It could hardly be more of what we used to call an “open and shut” case. Nidal Hasan, an active duty Army major and psychiatrist, walked into a room at Fort Hood, Texas, shouting “Allahu Akbar!” and shot thirty people, killing fourteen. One of his victims, Francheska Velez, was pregnant at the time.

She cried out “My baby! My baby!” but Hasan killed her and her unborn child anyway. The Obama administration has elected not to charge Hasan with violation of the Unborn Victims of Violence Act, even though the law was passed explicitly to cover such instances.

The Fort Hood shootings occurred in November 2009. Hasan is only now slated to be brought before a court martial. The proceedings are scheduled to begin by July 1st, three and a half years after the killings. The old maxim is: “Justice delayed is justice denied.” The foot-dragging on the part of the Obama administration in this case is unconscionable.

Because of these interminable delays, Hasan has been allowed to accumulate some $278,000 in pay and benefits as he awaits his court martial. Army spokesmen say Hasan has “earned” that much because he has not yet been convicted of anything and we must presume his innocence.

Must we presume it for three and a half years? It’s useful to compare the Obama administration’s treatment of Nidal Hasan with the Roosevelt administration’s actions toward captured Nazi saboteurs in World War II.

Eight German and German-American fighters in two squads were landed in June 1942, by U-boats on the beaches of Florida and Long Island. The Long Island group was spotted by a young U.S. Coast Guardsman. Seaman John C. Cullen refused a bribe from the Nazis and alerted his superiors back at his station. Because they had changed into civilian clothes, the saboteurs would be regarded as spies if apprehended.

Apprehended they soon were, as one of their number, George Dash, ratted out his cohorts. They had orders from their Nazi superiors to blow up war industries and military installations. By order of President Roosevelt, they were tried before a secret military tribunal on July 2, 1942.

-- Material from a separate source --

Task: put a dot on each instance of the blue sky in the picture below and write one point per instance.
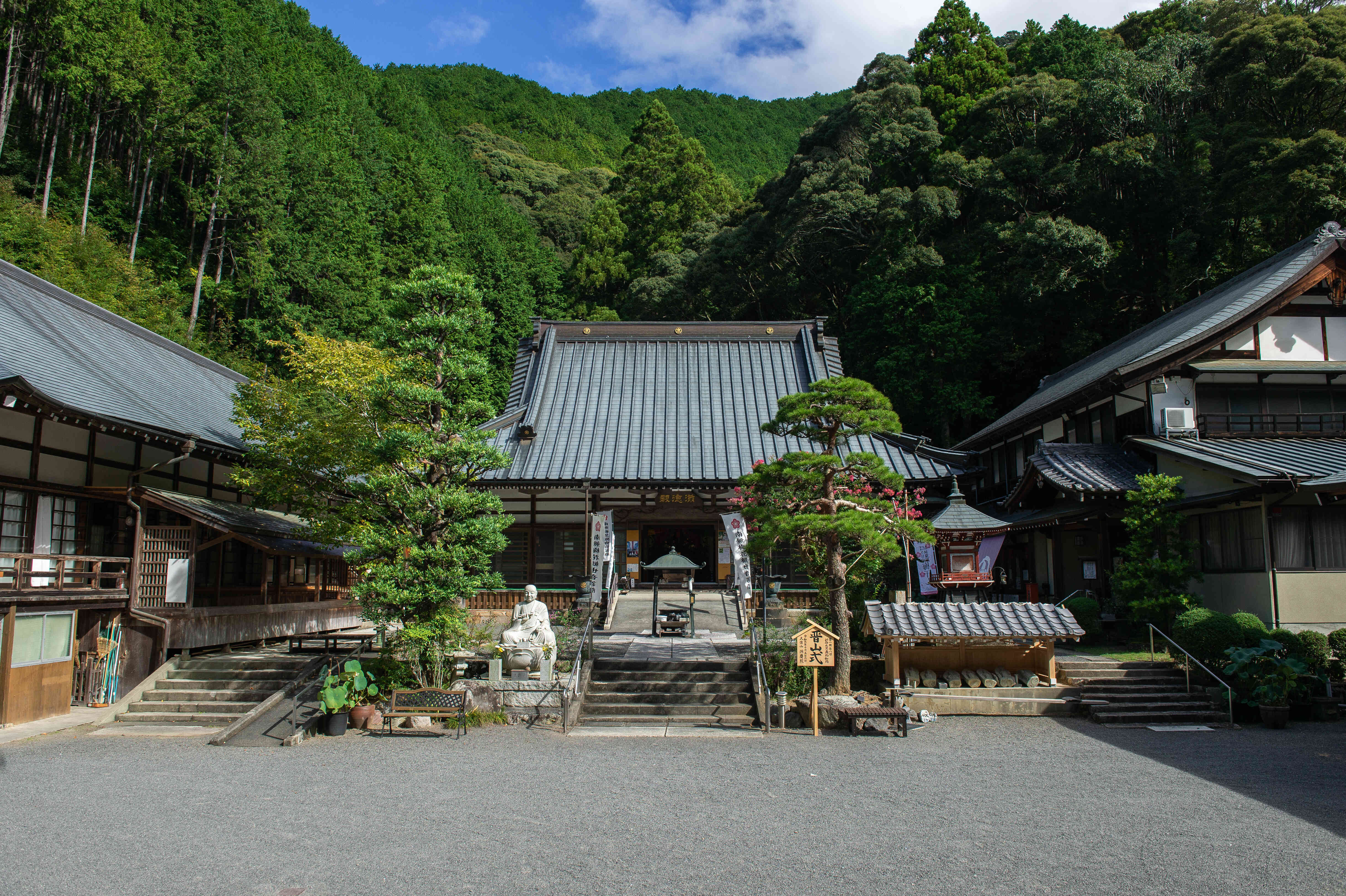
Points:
(762, 49)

The National Archives tells the story:

Matters moved quickly for [Army Judge Advocate General Myron C.] Cramer since he and [U.S. Attorney General Francis] Biddle began presenting evidence to the tribunal on July 8. Preliminary arguments and the taking of testimony took 16 days—an average of two days for each accused. The military commission completed its work on August 1, when it found all eight defendants guilty of "attempting to commit sabotage, espionage, and other hostile acts" and "conspiracy" to commit these same offenses. Cramer and Biddle argued that the Germans must be sentenced to death, and the commission agreed. Roosevelt approved the death sentence for six of the eight men, and those six were electrocuted on August 8, 1942. The other two were imprisoned and later deported to Germany after the war. The U.S. Supreme Court later upheld the jurisdiction of the military commission, and the lawfulness of its proceedings, in the case of Ex parte Quirin, which continues to be cited with approval by today's Supreme Court.

Cramer's work as co-prosecutor was praised by his superior as "historic evidence of his legal ability and sound judgment." He and Biddle had successfully completed the first military commission convened by a President and had achieved the best possible results for the government.

I am not necessarily endorsing capital punishment in this column. FRC has not taken a position on that question. But clearly this was no drumhead court martial. Instead, it was a serious and expeditious judicial proceeding. Our government was then able to act with speed and justice in prosecuting our enemies in wartime “to the full extent of the law.”

Nidal Hasan was known to federal investigators. He had been under surveillance for some time. As a medical graduate student, he had openly advocated jihad and justified killing “infidels.” And still he was allowed to continue in uniform as a major in the Army.

Even after his murderous spree in 2009, political correctness was not furloughed. The Army’s Chief of Staff, General George Casey, rushed to the Sunday TV talk shows and said: “As great a tragedy as this was, it would be a shame if our diversity became a casualty as well.” What the general seems not to have understood is that it is only by enforcing the Oath of Office that all service members voluntarily take that we can have the level of trust for all our troops that a vigorous national defense requires.

While Nidal Hasan continues to accrue pay and benefits, this administration has classified his killings as “workplace violence.” Thus, his injured victims have been denied Purple Hearts and the status of combat-wounded veterans. A bi-partisan group of congressmen, including Reps. Tom Rooney (R-Fla.), Frank Wolf (R-Va.) and Chaka Fattah (D-Penn.) have written to Defense Sec. Chuck Hagel urging him to re-classify theFortHood killings as “combat-related.”

This would seem to be the bare minimum this administration could do to show it is serious about the defense of theUnited States. And it could also benefit from reading how their great liberal Democratic model, Franklin D. Roosevelt, acted in time of war.